Tuesday, January 19, 2016

J Is for Jealous

I get out of bed at 4 AM each morning to perform a menial job rich in stress, dissatisfaction, potential health risks and exposure to liability. It is equally-poor in remuneration and benefits.

Owing to a felony conviction for long-term unemployment, there is little else.

This allows me to hold forth on the working poor at festive occasions like birthdays, christenings and New Year's Eve parties. (Yes, I receive a lot of invitations.)

As such, I am trying very hard to understand the dullards fortunate-enough to win lotteries who see no other way forward than to continue reporting to work.

If we were speaking of concert pianists or successful filmmakers or renowned brain surgeons, that would be one thing. But we're talking about an employment strata decidedly less-elevated; one way, way downstream.

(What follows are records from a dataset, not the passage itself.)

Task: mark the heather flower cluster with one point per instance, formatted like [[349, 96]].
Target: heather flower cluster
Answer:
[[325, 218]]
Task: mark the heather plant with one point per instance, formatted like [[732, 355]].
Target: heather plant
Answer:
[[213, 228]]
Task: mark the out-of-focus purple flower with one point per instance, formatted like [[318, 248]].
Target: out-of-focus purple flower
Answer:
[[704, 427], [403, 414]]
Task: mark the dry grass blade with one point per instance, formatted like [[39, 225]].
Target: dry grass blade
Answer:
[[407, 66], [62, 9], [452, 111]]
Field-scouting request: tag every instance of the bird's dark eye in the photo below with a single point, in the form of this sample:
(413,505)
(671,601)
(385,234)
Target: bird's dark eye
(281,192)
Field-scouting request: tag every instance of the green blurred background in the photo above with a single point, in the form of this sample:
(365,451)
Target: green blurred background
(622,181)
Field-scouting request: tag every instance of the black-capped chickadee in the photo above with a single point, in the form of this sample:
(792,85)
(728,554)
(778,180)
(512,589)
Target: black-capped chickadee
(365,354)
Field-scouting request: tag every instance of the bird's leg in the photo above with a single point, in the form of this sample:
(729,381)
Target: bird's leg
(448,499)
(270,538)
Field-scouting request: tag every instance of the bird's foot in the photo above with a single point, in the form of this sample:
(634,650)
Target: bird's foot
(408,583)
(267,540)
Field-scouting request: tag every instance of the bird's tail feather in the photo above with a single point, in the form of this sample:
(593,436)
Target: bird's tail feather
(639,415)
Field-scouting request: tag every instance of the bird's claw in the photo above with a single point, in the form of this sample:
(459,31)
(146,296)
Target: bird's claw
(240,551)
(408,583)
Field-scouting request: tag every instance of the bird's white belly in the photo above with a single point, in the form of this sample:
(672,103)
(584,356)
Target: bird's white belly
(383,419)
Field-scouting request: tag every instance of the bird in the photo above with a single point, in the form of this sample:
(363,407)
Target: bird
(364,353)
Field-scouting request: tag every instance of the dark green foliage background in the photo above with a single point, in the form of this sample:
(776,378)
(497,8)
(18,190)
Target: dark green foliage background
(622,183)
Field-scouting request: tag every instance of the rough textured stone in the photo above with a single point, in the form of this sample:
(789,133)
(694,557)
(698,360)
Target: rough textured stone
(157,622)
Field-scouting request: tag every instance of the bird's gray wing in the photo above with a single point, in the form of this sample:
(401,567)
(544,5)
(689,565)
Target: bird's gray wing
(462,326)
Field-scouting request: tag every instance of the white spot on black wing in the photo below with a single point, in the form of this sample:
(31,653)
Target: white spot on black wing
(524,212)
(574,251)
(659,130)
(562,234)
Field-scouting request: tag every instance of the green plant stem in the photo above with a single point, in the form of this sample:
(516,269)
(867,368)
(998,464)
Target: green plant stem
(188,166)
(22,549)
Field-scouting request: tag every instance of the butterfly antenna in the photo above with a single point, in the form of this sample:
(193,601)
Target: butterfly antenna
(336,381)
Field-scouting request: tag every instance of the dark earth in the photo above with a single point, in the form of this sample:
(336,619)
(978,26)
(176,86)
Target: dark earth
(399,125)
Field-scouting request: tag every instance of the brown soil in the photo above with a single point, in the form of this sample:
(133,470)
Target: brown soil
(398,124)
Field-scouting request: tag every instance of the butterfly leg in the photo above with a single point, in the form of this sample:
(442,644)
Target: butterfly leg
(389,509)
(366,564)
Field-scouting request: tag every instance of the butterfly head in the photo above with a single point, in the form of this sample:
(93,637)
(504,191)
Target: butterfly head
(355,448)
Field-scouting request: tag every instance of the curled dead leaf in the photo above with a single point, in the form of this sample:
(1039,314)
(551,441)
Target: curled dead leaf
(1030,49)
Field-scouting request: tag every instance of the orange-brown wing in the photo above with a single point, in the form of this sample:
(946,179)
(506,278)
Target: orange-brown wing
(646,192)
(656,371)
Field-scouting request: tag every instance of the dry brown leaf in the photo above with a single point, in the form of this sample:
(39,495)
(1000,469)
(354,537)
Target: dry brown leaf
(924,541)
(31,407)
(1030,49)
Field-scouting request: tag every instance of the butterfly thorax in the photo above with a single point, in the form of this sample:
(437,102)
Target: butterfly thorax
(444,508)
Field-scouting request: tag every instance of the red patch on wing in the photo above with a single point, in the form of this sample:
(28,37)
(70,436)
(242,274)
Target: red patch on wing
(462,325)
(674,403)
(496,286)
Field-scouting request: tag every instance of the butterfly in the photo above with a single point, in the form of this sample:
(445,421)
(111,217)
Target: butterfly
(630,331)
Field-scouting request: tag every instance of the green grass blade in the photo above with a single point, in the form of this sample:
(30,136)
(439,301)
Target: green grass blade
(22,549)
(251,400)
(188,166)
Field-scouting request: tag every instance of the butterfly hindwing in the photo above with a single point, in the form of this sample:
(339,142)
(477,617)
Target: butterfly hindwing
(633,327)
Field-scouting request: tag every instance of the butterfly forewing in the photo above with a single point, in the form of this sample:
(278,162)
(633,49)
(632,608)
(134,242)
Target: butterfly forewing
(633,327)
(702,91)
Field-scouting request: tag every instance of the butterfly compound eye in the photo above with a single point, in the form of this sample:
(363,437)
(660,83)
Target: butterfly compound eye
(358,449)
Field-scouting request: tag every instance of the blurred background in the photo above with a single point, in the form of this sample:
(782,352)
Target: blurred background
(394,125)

We're talking store clerks, municipal laborers and in the case of one recent winner—warehouse supervisors.

I have worked in warehouses. They are ugly, dirty and drafty places full of mice and mousetraps and unhappy people living on the margins of solvency. Warehouses have lunch rooms with burned-out fluorescent lights, sagging paneling and chipped Formica tables. Filthy microwaves and broken coffee-makers.

So I'm wondering why, when opposed to a month in Spain or Italy or overseeing the construction of a new dream home, someone would choose to remain in one. 

I mean, do you have nothing better to do than to get up and go to your dreary, dead-end job? No imagination that stretches beyond doing what you have always done?

It is sad. Infinitely and inexplicably sad. Some combination of your education and your parents have failed you, and I am sorry.

I get three magazines, a daily newspaper, read books and am a voracious consumer of movies and music. There aren't enough hours in the day to read all that I want to read, see all that I want to see and hear all that I want to hear.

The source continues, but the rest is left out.